Just by way of explanation, the bill has two orders. Primarily, the bill would give remedies that the court could use when someone is denied the right to fly the flag. They are restraining orders, injunctions, orders of compliance, and any such order necessary. The secondary punishments can be given at the discretion of the judge, including either a fine, the amount set at the discretion of the court, and again we go back to the provinces, or a prison term not to exceed two years.

I heard the member speak earlier about the situation he had with the condo development people. It is a good point. I do not think, in many of these cases, these people should be allowed to prohibit someone else from flying the national flag.

What about provincial flags? It is the same story. If I am not mistaken, I believe provincial flags are also owned by the Government of Canada. So, why are provincial flags not in here as well? I would suggest that could be the case.

The province of Quebec says that the provincial government buildings are not allowed to have many emblems on them regarding the Government of Canada, if I am not mistaken. Would we go to the province of Quebec and tell it we are going to serve it with an order and a prison term not exceeding two years and so forth?

We can see the layers and the problems that we would face with this. I would respectfully say that despite the good intentions of the bill, there is nothing we could amend in committee that would ensure these intentions remain just that, good intentions, as opposed to the problems that we would create and the situations that I have illustrated here.
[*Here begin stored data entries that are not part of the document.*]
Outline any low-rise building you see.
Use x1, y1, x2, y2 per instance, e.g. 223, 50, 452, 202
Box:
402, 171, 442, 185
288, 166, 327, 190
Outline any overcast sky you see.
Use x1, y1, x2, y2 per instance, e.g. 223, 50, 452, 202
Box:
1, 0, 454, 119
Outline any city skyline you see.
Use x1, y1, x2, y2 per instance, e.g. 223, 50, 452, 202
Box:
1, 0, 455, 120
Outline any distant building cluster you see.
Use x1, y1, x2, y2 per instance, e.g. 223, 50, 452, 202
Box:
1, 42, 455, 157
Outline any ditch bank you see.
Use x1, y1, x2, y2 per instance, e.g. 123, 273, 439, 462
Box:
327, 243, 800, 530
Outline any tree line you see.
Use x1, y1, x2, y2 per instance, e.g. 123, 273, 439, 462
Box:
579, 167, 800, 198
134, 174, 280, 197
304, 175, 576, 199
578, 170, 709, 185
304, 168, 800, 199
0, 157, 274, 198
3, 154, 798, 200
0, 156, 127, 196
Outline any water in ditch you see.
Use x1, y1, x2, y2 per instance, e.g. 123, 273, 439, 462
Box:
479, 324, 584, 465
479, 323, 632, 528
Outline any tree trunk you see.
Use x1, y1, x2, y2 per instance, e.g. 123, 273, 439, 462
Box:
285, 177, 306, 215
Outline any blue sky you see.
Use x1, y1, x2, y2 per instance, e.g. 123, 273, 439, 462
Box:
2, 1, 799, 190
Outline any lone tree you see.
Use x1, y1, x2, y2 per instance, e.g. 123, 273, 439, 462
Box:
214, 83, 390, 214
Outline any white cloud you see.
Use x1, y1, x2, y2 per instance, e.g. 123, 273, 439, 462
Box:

It was tried in the United States in 2005. There were some changes that had to go through there. The bill was brought forward by Roscoe Bartlett. He was a member of the Republican Party and a member of the tea party faction of the party, if that actually exists. In any event, that is what he claimed. There were problems similar to what we are talking about here, and my hon. colleague from Jeanne-Le Ber mentioned the same thing.

I suspect that if we were to debate it today, it should have been a motion as opposed to a bill. That is why we are voting against this right now. I think there is another way of going about doing this. The ramifications within this particular proposed legislation, despite the good intentions, are not that functional, especially when we are dealing with the fact that we have the Attorney General of Canada petitioning provinces about doing this, and they have not really been brought into the discussion, as well. I am sure they would like to see much the same for their own flags.

I thank the House for this time, and I also would like to thank the member for his good intentions.